I still agree that excluding the Start button seems like a bad idea. Many novice users don't ever think of using the keyboard for navigation and it's clear from the video that switching back to Metro with the mouse is non-obvious.



For many new users, I imagine they would be starting with Windows 8 from scratch on a new PC or a fresh install, which surely provides a guided tour and lots of hints and tips.

No, it doesn't. At least not the Consumer Preview.

And that workflow only works for the very first person to use the system. It's defeated in any situation where you've got multiple people sharing a computer, and all using the same account. (i.e., normal computer usage patterns.) It's also defeated in any situation where the user dismisses the tour without even looking at it first. (i.e., normal computer usage patterns.) What they actually need to have Win8 do is automatically detect if it's running on a standard PC, and if so then have it default to the kind of user interface that PC users have been used to for the past 17 years.

I suspect that Metro is a great interface for tablets, and I could see even making it very easy to get to from PCs, for users who like it. But making it the default for PCs will be a dangerous and stupid move my Microsoft if they decide to stick with it. It's not just that it'll be confusing to users. It'll be that it's sacrificing the single biggest thing which ensures their continuing dominance in the PC market - familiarity. The interface on Win8 CP manages to be different enough from previous versions of Windows that it will feel more alien to their customers than the OS of their primary competitor, Apple.

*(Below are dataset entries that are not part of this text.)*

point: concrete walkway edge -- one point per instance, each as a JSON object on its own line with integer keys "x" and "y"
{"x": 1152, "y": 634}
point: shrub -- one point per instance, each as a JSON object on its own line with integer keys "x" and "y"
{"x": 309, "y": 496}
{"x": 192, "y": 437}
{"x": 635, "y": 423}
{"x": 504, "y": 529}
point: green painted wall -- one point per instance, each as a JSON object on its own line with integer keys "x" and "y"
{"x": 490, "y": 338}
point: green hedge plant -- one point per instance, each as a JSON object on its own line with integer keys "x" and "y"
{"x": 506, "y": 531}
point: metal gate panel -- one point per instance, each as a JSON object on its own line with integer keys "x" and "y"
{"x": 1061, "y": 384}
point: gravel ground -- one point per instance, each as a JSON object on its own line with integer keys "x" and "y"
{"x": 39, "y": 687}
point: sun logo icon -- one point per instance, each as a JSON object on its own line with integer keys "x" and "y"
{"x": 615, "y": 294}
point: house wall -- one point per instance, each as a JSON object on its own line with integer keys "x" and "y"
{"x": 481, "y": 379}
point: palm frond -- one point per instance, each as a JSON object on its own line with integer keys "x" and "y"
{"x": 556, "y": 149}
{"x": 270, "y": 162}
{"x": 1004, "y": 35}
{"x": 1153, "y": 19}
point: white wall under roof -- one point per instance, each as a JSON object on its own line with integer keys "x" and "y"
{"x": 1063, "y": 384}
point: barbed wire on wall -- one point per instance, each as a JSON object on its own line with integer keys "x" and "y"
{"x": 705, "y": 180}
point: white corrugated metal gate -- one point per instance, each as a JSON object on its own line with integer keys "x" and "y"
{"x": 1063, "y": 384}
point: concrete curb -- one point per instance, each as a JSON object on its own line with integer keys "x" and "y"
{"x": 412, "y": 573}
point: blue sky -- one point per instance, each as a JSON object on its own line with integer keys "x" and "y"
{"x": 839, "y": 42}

The last thing Microsoft needs to be doing right now is accelerating the rate at which Apple takes their customers by voluntarily jettisoning the primary reason why many of their users haven't switched yet.

it's clear from the video that switching back to Metro with the mouse is non-obvious.

And how. "Non-obvious" is like the official slogan of Windows 8. It's amazing how many things are non-obvious on Win8 consumer preview. When I first tried it (having not tried developer preview first), I found myself at a loss the first time I tried to find the control panel, get to the desktop, open IE in a Window (that is, get the non-Metro browser), get back to the Start screen from the desktop, close a Metro app, switch Metro apps, shut the computer down, open an application that isn't on the start screen (e.g., cmd.exe), add an app to the start screen. . . All of this might have been easy enough to figure out, except that I was sitting there looking at an OS named "Windows 8", so I kept (perhaps foolishly) expecting it to behave somewhat like the one named "Windows 7".

Long story short, Windows 8 is the first operating system since Unix where I felt the need to keep some sort of instruction manual close at hand while I was getting used to it. Even Unity felt less jarring to me.


How do you switch back with the mouse?


click the lower left corner.

It's functionally similar to pressing the old start button. though there's clearly some guesswork involved, since no start button is present.


You can also click the lower right corner, then click the windows flag on the menu that pops out.

This has exactly the same problem as the above method.